Additionally, Andre Iguodala was never a real number one option, and never will be. He is excellent on defense and is amazing at slashing to the rim and finishing, and he throws a pretty pass, but he should be shot with a tranquilizer every time he attempts a jumpshot. If he were a supporting player to a true franchise cornerstone and counted on only to hit the hoop and dunk the ball, shut down the other team’s best two guard, and make the occasional play, he would be phenomenal and probably an All Star.
However, in his current situation the 76ers are asking too much from him; he isn’t worth the contract he was given as an $80 million man. He should be earning $10 million a year, max. But because he asked to be paid like a number one option, he is treated as such, and his team suffers because of it. The Sixers don’t have any chance to improve or become real contenders until they can find a real alpha dog to lead the team.

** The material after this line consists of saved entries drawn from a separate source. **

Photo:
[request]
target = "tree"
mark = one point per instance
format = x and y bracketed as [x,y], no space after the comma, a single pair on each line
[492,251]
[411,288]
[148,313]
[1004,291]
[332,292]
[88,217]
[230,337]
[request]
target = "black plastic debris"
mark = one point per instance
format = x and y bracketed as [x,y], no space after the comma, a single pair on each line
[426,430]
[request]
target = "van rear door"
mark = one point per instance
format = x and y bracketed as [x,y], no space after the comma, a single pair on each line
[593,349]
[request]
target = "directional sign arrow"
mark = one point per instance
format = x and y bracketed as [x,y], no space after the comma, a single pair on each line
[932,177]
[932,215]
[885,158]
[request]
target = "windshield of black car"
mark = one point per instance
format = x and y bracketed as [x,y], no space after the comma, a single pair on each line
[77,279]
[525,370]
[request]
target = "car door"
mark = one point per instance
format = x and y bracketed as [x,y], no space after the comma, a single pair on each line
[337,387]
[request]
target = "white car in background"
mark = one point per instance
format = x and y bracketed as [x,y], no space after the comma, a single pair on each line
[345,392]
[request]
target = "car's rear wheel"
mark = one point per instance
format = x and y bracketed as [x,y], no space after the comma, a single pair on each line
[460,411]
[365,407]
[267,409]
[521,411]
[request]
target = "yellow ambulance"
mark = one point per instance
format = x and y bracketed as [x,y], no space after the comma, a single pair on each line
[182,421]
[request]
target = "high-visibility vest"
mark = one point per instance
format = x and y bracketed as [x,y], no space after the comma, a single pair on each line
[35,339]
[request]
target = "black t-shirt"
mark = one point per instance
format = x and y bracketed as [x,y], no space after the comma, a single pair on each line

Luckily for them, the Sixers think they’ve found their man in Evan Turner, the 2nd overall pick in the draft. At Ohio State, he was the go-to guy, and played through a pretty gruesome back injury to lead the team with clutch buckets, triple doubles, and buzzer beaters. He looks to have a promising future with the team.
Additionally, the Sixers made a coaching change, bringing in Doug Collins from the TNT broadcasting booth. I’m not sure about his coaching expertise, but if his bright insight and great analysis as a broadcaster carries over into his coaching, the team shouldn’t have a problem in leadership or strategy.
This next season, the team will look to rebound – whereas a few seasons ago a low seed in the Playoffs didn’t cut it for them, this year it would be a welcome sign, although that most likely won’t happen.
The Sixers should try to return to their run and gun ways, to at least stand a chance at the Playoffs, leaving Turner at the point or the two guard position to most effectively maximize his abilities as a combo guard. He will take his lumps as a rookie thrust into a starring role, but he was the most NBA ready rookie available and even though he had a lower ceiling than others like Wall or Favors, he stands the best chance to contribute right away.
Hopefully the team will be smart and use Brand sparingly as a change of pace post player for when they can’t run on the break, and with more continued development from their 20 year old 2009 draft pick Jrue Holiday, they might be able to sneak up on some teams.
They still have athletes like Young and Iguodala, and an efficient Marreese Speights (who was one of the top PER performers according to John Hollinger), so the team isn’t all bad. However, with no cap room and two albatrosses on their payroll, they can only hope to improve internally and with the addition of Turner.
There are only two issues to answer when assessing the Sixers’ chances this year; the first being Turner’s impact and ability, and the second being the improvement of Holiday and to a lesser degree, Thad Young and Speights. All other players on the team are relatively known – Iguodala is a constant, Brand is only getting worse, Hawes has a low ceiling, and Lou Williams and Willie Green are at best energetic backups.
I think that Holiday will put up solid numbers and be a dependable starting point guard, and the others will improve marginally, so the brunt of the improvement lies in the addition of Turner, whom I believe is good for a 15-5-4 type of season. Solid by any stretch of measure but not good enough to lead a team to a Playoff berth.
Throughout the year, the team will be able to sneak up on a few ball clubs, especially on those with back-to-back games, and their energy and frenetic pace will help them steal a few. However, there is little improvement available and the Sixers will be looking at a record between 25 and 30 wins, almost like a year ago. Turner may be the real deal, but his first year won’t be all roses, so for now the Sixers will be back to playing lottery-level basketball in front of measly home crowds.